- President: Jeffrey Ferrer
- Chairman: Alfredo D. Marañon III
- Founded: 1998
- Headquarters: Bacolod, Negros Island
- Ideology: Regionalism Nationalism
- Political position: Centre
- National affiliation: NPC (formerly) Liberal (formerly) PDP–Laban (formerly)
- House of Representatives: 2 / 6 (Negros Occidental seats only)
- Provincial Governor: 0 / 1
- Provincial Vice Governor: 1 / 1
- Provincial Board Members: 2 / 15

= United Negros Alliance =

Political party in the Philippines based in Negros Occidental

United Negros Alliance, abbreviated as UNA (or UNegA to distinguish from United Nationalist Alliance), is a provincial political party in Negros Occidental, Philippines based in Bacolod.

==Establishment==
Joseph Marañon, then Mayor of Sagay City, established United Negros Alliance initially as a coalition of different parties for his candidacy in the Negros Occidental provincial elections, 2001. Marañon won the race as Governor of Negros Occidental and registered United Negros Alliance as a local party, displacing the local party of former Gov. Rafael Coscolluela, Aton Tamdon Utod Negrosanon (ATUN).

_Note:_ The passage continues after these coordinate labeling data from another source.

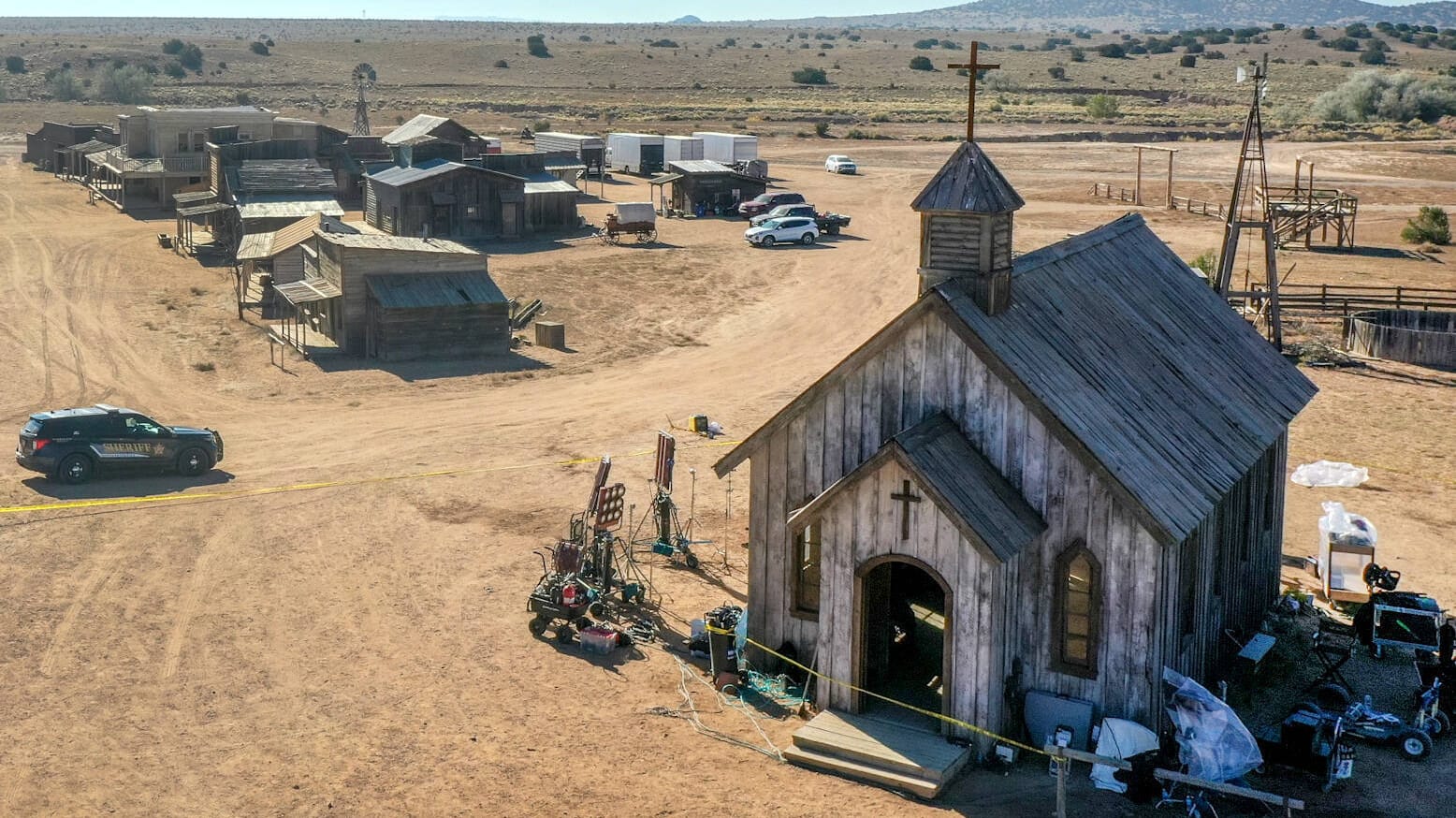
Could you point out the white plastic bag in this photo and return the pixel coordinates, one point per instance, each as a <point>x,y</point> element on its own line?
<point>1213,742</point>
<point>1327,474</point>
<point>1346,529</point>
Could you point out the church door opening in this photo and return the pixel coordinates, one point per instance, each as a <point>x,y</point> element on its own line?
<point>905,636</point>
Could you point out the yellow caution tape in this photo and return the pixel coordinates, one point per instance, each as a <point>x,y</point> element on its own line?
<point>861,690</point>
<point>235,493</point>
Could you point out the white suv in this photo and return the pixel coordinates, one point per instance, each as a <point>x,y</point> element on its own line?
<point>793,228</point>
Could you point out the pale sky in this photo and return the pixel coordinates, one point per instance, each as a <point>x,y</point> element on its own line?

By convention, the Governor of Negros Occidental elected under the party is automatically named chairperson. If the Governor is from another party, the party nominates the member holding the next highest post for the leadership.

==National affiliation==
Nationalist People's Coalition led the alliance as a local affiliate until the party left after a disagreement with NPC chairperson Danding Cojuangco and Alfredo G. Marañon, Jr., the older brother of the late Joseph Marañon. Gov. Alfredo G. Marañon, Jr. ran against NPC-bet, former Vice Governor Genaro Alvarez, in the Negros Occidental provincial elections, 2013 and retain his post. Along with 3rd District Rep. Albee Benitez, the supporters of Alvarez formed the Love Negros Alliance as the local opposition party.

Despite the similarity in names, United Negros Alliance is not related nor an affiliate of former Vice President Jejomar Binay's United Nationalist Alliance.

United Negros Alliance had a political alliance with the Liberal Party. Both UNegA and Love Negros, with the notable exception of Rep. Benitez, supported the failed presidential bid of former DILG Sec. Mar Roxas and the successful candidacy of Vice President Leni Robredo.

===Special status===
During the 2016 Philippine general election, Commission on Elections declared UNegA as a dominant local party of Negros Occidental, with the privilege of receiving an official copy of provincial election returns.

===Party alliances===
While being a local party, United Negros Alliance also includes the ff. parties under its local coalition:
- Liberal Party
- Nacionalista Party
- Lakas–CMD
- Paglaum Party
- PDP–Laban

==Proposed merger==
Citing a stable relationship with Gov. Alfredo G. Marañon, Jr., Vice Gov. Bong Lacson proposed a merger between the breakaway Love Negros Alliance and United Negros Alliance. This also came with another proposal for the Governor and Vice Governor to run under a unity ticket, unopposed. Eventually, Gov. Marañon shot down the proposal and instead chose 4th District Rep. Jeffrey Ferrer as his running mate. Nevertheless, Lacson won the race and retained the Vice-Governorship.

==Notable members==
As the dominant local party, most incumbent officials are also members of United Negros Alliance. Most notables include the ff.:
- Joseph G. Marañon (founder): Governor of Negros Occidental, 1998–2008
- Alfredo Marañon (chairperson): Governor of Negros Occidental, 2010–2020
- David Albert Lacson: Board Member from the 3rd District, 2016–present

==Ideology==
On a national level, it usually enters on a coalition partnership with incumbent governments and dominant party. But on a local level, United Negros Alliance espouses Negrense regionalism and strongly believes in a unified Negros Island Region. It has been a strong proponent for the establishment and, recently, the resurrection of the Negros Island Region. With the promotion of federalism under the current Duterte administration, it has been pushing for the establishment of Negros as a unified federal state.